Tuz kokmak üzere!
Avrupa’nın gelişmiş ülkelerinden herhangi birine gitmişliğim yok henüz. Ama oralarla ilgili olarak merak ettiğim bir çok şeyi değerli ağabeylerimden dinlemişliğim var. Demokrasi, ekonomi ve insana verilen değer açısından dinlediklerimin tamamında öne çıkan en önemli farkları ise asla israfta bulunmamaları oldu hep.
Demokrasiden israf etmiyorlar!..
Ekonomiden israf etmiyorlar!..
Sağlık ve eğitim başta olmak üzere her türlü insani temel hak ve hürriyetler kapsamı ile insana verilen değer ele alındığında ülkemizdeki demokrasiden yapılan israfın ne derecede olduğunu görmek mümkün.
Barınma ve beslenmeyi bir tarafa bırakalım da kamu hizmeti sunan binalara duyulan ihtiyaçların giderilmesi kapsamı ile ülkemizdeki mevcut durumu ele aldığımızda ise ekonomiden yapılan israfları görmek mümkün.
Mensubu olduğumuz yüce dinimizin israfı haram kıldığını düşündüğümde ise milli şairimiz Mehmet Akif Ersoy’un Avrupa ile ilgili olarak söylediklerini hatırlıyorum.
Şöyle demişti Akif; “Bir işleri var dinimiz kadar sağlam.”
Değerli okurlarım, ülkemizde yapılan israfların tamamını yazmak için binlerce sayfaya ihtiyaç duyulur ancak beni bu satırları yazmak zorunda bırakan asıl konuya gelmek istiyorum şimdi. Milletçe bir çok alanda müsrifiz belki ama milletin müsrifliğini çeşitli eğitim proğramlarıyla gidermek mümkündür. Ancak müsriflik devlet tarafından söz konusu olduğunda ise ortaya çıkan sonuç tam anlamıyla bir facia oluyor. Tıpkı yaşadığım ilçedeki kamu binalarının hoyratça israf edildiği gibi.
Kızıltepe şehir stadyumunda yığınla para harcanarak inşa edilen ve madde bağımlısı çocukların rehabilitesi için kullanılması planlanan bina, tam iki yıl hiç kullanılmadı.
Çatom binası olarak kullanılırken boşaltılan bina uzun bir süre boyunca madde bağımlısı çocukların mekanı haline geldi.
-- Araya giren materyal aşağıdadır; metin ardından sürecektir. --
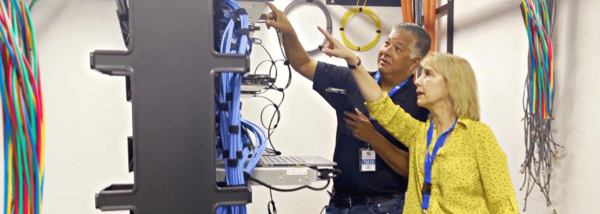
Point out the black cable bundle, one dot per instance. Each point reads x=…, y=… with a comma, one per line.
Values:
x=538, y=96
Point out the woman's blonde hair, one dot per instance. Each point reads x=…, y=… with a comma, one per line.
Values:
x=461, y=81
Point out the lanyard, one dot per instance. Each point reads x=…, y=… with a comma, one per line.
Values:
x=429, y=161
x=395, y=89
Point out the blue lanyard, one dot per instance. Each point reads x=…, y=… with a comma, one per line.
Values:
x=395, y=89
x=429, y=161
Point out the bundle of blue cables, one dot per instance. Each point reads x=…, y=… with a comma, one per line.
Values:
x=233, y=139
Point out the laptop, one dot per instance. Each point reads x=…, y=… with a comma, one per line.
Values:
x=291, y=161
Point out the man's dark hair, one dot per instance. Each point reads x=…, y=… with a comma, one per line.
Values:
x=422, y=43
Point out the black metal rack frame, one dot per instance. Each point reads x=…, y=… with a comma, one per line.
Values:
x=171, y=64
x=448, y=9
x=170, y=72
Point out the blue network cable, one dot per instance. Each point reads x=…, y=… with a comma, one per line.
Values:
x=232, y=130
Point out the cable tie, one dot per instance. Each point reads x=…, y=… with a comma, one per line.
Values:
x=245, y=32
x=223, y=106
x=234, y=129
x=239, y=12
x=233, y=162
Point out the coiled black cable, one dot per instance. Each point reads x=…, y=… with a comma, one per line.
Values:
x=323, y=7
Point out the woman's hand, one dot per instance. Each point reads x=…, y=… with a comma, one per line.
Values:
x=335, y=48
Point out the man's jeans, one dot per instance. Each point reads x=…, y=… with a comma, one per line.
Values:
x=392, y=206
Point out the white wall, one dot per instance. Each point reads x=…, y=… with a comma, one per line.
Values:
x=88, y=119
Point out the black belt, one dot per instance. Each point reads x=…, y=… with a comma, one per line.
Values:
x=347, y=201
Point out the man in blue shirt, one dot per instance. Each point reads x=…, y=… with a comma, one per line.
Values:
x=373, y=163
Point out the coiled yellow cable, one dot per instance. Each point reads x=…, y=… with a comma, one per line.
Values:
x=351, y=13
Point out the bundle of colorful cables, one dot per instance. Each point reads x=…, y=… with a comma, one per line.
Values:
x=23, y=111
x=233, y=139
x=538, y=16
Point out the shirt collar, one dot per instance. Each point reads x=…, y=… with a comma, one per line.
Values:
x=465, y=121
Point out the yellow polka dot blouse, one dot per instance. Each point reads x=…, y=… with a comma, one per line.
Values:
x=469, y=174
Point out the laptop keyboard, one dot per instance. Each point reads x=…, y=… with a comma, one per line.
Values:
x=281, y=161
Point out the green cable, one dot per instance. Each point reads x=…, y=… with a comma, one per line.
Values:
x=32, y=3
x=35, y=73
x=21, y=136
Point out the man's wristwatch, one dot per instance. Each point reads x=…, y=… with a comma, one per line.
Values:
x=355, y=66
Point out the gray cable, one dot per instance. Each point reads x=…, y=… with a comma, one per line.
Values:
x=540, y=147
x=323, y=7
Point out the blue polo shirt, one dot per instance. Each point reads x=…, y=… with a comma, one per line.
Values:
x=346, y=154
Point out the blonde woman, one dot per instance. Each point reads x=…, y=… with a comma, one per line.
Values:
x=456, y=164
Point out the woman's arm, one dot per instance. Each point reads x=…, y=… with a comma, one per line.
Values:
x=493, y=168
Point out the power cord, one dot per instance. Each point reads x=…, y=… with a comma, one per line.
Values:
x=273, y=72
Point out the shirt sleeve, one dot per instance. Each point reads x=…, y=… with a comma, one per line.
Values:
x=329, y=75
x=395, y=120
x=493, y=168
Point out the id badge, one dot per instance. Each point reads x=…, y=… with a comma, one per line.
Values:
x=367, y=160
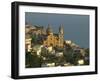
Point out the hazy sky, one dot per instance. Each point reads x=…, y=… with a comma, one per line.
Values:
x=76, y=27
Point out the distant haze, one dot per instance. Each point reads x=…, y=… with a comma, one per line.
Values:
x=76, y=27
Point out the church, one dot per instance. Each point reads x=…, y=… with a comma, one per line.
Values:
x=53, y=39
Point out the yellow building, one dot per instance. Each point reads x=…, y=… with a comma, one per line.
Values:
x=54, y=39
x=28, y=43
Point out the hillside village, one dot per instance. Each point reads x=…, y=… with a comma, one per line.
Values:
x=45, y=48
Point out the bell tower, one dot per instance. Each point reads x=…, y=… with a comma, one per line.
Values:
x=61, y=36
x=49, y=30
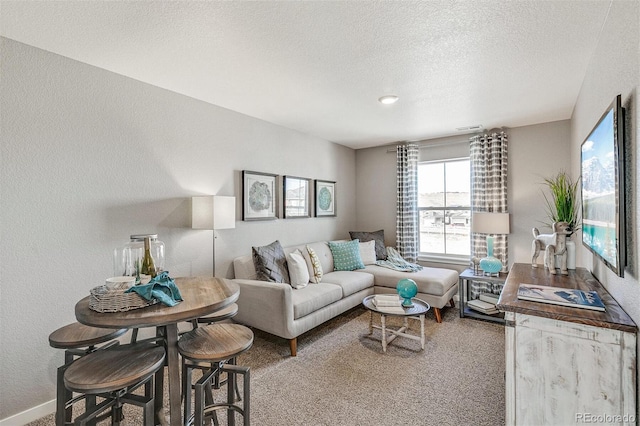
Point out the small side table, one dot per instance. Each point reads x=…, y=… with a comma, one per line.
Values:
x=465, y=311
x=418, y=311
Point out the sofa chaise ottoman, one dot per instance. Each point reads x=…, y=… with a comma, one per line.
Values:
x=287, y=312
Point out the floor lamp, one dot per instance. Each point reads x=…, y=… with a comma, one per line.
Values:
x=213, y=212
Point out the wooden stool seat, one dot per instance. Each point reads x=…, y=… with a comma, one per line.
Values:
x=214, y=349
x=223, y=314
x=76, y=335
x=215, y=342
x=113, y=369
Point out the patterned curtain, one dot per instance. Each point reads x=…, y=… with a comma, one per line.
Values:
x=488, y=157
x=407, y=202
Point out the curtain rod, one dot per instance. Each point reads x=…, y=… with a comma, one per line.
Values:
x=432, y=145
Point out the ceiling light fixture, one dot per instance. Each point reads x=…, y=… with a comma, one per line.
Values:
x=388, y=99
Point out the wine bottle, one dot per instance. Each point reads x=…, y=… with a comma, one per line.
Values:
x=148, y=265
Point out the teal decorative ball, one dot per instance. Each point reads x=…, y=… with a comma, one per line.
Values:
x=407, y=289
x=491, y=265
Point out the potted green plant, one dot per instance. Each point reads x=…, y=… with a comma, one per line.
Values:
x=562, y=202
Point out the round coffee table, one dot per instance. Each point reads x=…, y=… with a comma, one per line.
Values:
x=417, y=311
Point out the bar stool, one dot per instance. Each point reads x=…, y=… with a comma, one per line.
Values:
x=218, y=345
x=218, y=316
x=77, y=340
x=114, y=374
x=221, y=315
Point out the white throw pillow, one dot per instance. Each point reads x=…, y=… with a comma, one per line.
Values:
x=368, y=252
x=298, y=272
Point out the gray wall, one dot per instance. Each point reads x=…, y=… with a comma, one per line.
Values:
x=90, y=157
x=535, y=152
x=615, y=69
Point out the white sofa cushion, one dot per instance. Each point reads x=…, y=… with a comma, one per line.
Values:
x=313, y=297
x=298, y=271
x=350, y=281
x=436, y=281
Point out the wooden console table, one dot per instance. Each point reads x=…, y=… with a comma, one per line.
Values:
x=567, y=365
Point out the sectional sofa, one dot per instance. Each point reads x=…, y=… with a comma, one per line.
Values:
x=288, y=312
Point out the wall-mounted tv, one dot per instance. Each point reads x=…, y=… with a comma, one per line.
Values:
x=602, y=167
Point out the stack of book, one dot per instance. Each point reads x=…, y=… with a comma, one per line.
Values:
x=485, y=304
x=388, y=303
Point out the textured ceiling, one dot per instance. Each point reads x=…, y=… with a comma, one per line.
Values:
x=319, y=67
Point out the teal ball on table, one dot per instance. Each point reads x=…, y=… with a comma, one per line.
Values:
x=491, y=265
x=407, y=289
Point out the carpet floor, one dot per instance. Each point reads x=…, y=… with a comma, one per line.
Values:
x=341, y=377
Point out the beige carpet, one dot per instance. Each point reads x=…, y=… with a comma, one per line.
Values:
x=342, y=377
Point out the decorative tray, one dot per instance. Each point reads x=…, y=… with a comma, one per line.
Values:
x=114, y=299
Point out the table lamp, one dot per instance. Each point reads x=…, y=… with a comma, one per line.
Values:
x=490, y=224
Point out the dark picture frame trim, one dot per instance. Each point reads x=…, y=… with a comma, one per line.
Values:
x=325, y=198
x=296, y=197
x=259, y=196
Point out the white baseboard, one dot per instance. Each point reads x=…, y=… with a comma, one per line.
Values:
x=30, y=415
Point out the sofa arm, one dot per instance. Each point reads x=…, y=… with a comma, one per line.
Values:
x=265, y=306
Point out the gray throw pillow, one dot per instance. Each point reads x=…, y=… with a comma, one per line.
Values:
x=377, y=236
x=271, y=263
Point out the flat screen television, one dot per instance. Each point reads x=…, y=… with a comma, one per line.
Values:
x=602, y=168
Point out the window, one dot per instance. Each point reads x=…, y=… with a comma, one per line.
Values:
x=444, y=205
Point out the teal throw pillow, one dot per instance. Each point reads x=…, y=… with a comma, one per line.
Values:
x=346, y=255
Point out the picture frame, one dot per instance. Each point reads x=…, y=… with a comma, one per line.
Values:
x=296, y=196
x=325, y=198
x=259, y=196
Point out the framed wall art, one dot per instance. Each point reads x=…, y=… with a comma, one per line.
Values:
x=296, y=194
x=325, y=198
x=259, y=195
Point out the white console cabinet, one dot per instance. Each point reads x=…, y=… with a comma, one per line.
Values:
x=566, y=365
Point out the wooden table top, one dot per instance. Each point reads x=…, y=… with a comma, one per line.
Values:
x=614, y=316
x=420, y=307
x=201, y=296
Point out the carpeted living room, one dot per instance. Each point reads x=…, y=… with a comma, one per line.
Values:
x=317, y=129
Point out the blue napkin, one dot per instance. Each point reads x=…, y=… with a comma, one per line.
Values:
x=161, y=287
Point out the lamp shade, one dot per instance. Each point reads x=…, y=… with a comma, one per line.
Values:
x=213, y=212
x=490, y=223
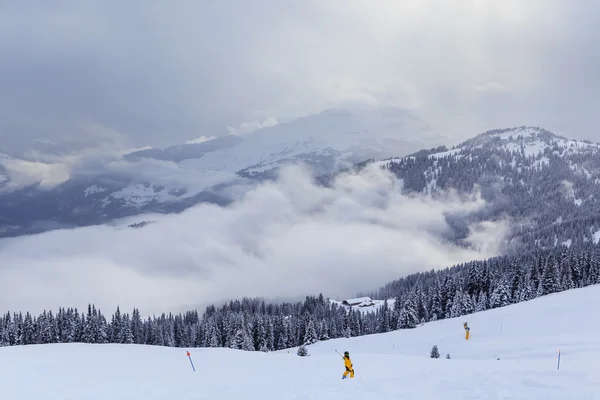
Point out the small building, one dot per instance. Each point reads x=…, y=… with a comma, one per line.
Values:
x=359, y=301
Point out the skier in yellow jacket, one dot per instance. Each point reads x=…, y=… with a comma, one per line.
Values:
x=348, y=365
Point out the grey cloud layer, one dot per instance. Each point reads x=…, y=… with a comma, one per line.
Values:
x=173, y=71
x=283, y=239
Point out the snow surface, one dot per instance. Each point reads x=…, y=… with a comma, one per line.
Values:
x=512, y=354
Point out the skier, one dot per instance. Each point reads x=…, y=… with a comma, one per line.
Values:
x=348, y=365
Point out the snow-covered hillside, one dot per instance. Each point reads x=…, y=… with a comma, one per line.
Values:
x=327, y=141
x=512, y=354
x=548, y=184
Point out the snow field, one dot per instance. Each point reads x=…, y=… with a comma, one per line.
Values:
x=396, y=365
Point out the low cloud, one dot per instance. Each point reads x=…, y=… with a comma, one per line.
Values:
x=282, y=239
x=249, y=127
x=201, y=139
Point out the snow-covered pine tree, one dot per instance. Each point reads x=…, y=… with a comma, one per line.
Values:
x=499, y=297
x=408, y=316
x=310, y=336
x=549, y=281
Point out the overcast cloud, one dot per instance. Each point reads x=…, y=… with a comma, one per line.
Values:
x=165, y=72
x=283, y=239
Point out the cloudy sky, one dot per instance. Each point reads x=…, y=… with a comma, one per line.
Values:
x=155, y=73
x=285, y=239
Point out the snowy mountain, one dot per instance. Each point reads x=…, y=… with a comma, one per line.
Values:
x=548, y=184
x=512, y=352
x=178, y=177
x=328, y=141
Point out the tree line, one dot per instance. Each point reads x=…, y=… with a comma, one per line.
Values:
x=255, y=325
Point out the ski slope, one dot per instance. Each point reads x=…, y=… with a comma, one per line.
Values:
x=512, y=354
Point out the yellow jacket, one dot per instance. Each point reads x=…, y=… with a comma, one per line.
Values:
x=348, y=363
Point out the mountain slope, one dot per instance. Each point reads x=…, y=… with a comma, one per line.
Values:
x=176, y=178
x=546, y=184
x=512, y=353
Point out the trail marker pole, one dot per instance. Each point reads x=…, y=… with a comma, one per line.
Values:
x=191, y=362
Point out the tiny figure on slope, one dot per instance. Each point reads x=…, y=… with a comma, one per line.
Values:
x=348, y=365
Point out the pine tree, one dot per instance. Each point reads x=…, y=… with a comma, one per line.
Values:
x=499, y=297
x=310, y=336
x=408, y=316
x=434, y=352
x=549, y=282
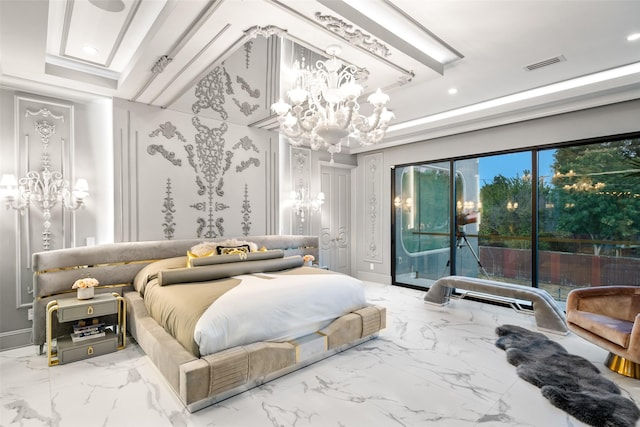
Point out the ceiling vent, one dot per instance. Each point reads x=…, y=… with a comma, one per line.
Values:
x=545, y=63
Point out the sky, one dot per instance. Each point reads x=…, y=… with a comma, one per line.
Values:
x=512, y=165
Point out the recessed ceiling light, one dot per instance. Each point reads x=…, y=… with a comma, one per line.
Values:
x=108, y=5
x=89, y=50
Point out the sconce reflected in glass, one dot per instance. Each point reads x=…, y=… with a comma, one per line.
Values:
x=302, y=203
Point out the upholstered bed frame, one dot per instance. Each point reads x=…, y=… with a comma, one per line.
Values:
x=198, y=382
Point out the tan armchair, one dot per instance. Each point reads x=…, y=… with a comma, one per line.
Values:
x=609, y=317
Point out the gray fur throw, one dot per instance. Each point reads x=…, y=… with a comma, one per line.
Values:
x=569, y=382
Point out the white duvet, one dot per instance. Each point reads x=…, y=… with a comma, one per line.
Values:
x=269, y=307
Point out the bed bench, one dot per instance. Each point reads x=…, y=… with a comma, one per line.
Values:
x=197, y=381
x=549, y=316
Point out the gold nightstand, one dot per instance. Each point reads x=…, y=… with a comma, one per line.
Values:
x=70, y=309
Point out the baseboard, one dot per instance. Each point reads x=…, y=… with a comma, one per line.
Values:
x=15, y=339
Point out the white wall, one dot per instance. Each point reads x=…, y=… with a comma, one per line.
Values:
x=93, y=161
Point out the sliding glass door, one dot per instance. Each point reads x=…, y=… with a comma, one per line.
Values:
x=422, y=222
x=555, y=218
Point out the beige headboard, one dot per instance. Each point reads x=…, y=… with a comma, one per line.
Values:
x=116, y=264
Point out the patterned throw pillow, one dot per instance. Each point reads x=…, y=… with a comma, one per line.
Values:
x=230, y=250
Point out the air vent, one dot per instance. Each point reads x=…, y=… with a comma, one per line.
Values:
x=545, y=63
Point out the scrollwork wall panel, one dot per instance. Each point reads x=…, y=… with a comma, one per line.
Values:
x=44, y=139
x=300, y=179
x=372, y=194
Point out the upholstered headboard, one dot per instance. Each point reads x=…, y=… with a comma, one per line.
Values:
x=115, y=265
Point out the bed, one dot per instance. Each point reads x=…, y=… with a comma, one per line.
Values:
x=250, y=349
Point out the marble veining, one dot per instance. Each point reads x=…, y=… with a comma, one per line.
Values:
x=431, y=366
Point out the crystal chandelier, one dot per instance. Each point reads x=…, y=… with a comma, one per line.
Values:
x=301, y=202
x=324, y=110
x=45, y=189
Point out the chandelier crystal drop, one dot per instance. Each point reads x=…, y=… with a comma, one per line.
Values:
x=323, y=109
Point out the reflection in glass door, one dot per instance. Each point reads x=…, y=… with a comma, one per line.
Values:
x=422, y=223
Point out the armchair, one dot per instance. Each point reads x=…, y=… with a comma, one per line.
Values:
x=609, y=317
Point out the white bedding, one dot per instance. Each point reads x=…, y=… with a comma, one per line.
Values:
x=269, y=307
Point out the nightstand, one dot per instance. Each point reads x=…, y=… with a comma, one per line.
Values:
x=71, y=309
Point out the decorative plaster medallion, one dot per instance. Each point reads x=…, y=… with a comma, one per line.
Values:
x=352, y=35
x=168, y=130
x=247, y=163
x=246, y=108
x=227, y=82
x=267, y=31
x=214, y=161
x=221, y=206
x=44, y=112
x=254, y=93
x=373, y=170
x=161, y=64
x=45, y=129
x=210, y=93
x=169, y=155
x=246, y=212
x=191, y=156
x=168, y=210
x=247, y=53
x=247, y=144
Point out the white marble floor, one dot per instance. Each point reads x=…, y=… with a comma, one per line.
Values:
x=431, y=366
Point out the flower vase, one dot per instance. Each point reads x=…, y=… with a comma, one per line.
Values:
x=85, y=293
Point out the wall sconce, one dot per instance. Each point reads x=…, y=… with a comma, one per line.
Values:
x=43, y=189
x=406, y=204
x=302, y=203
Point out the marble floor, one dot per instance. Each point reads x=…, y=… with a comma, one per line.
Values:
x=431, y=366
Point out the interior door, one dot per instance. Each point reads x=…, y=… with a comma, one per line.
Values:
x=335, y=224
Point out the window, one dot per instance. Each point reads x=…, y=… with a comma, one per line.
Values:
x=555, y=218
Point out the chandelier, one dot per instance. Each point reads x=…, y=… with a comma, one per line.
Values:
x=324, y=110
x=45, y=189
x=301, y=202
Şimdi de iki yıldan beri terk edilmiş olan, 70 yataklı eski devlet hastanesi, uyuşturucu kullanıcılarının, madde bağımlılarının mekanı olmuş durumda.
Kaymakamlık lojmanına 10 metre mesafede bulunan devasa bina, iki yıldan beri hoyratça israf edilmiş durumdadır. Bu israfın sorumluluğu elbette ki devlettedir. Devlet, burnunun dibindeki devasa binanın düştüğü halleri görmeyecek kadar kör olmamalıdır. Meslek yüksek okulu için bina aranırken, ilçede yığınla okula ihtiyaç duyulurken böylesine bir binanın atıl duruma düşmesine seyirci kalmanın vebali sorumlu olup da sorumsuz davranan devlet temsilcilerinin üzerindedir.
Mardin genelinde ve bu yıl itibarı ile polisimizin ele geçirdiği uyuşturucu miktarındaki rekor artışlar, kullanıcıların sayısında kırılan rekorlardır aslında. Ve maalesef ki bu rekorların kırılmasına bir anlamda vesile olan bu binalar, devlet eliyle yapılan israfların somut bir göstergesi olarak orta yerde durmaktadır.
Bu binaların tamamının inşa edildikleri amaca uygun olarak kullanılmasıyla ilgili duyarlılığımdan dolayıdır ki mevcut durum kanıma dokunuyor! Vatandaş kendi parasını israf eder etmez bu ayrı konu ama vatandaşın vergileriyle inşa edilen devasa binaların israf edilip, üstelik de toplumun ruh sağlığını bozacak eylemlere göz göre göre mekan edilmesini kabul edemiyorum.
Yazık!
Kokmuş ete katılması gereken tuz da kokmak üzere!
Tuzun kokmasına engel olmak, duyarlılığını beklediğim STK’ların yetkilileri harekete geçirmesiyle mümkün olacaktır.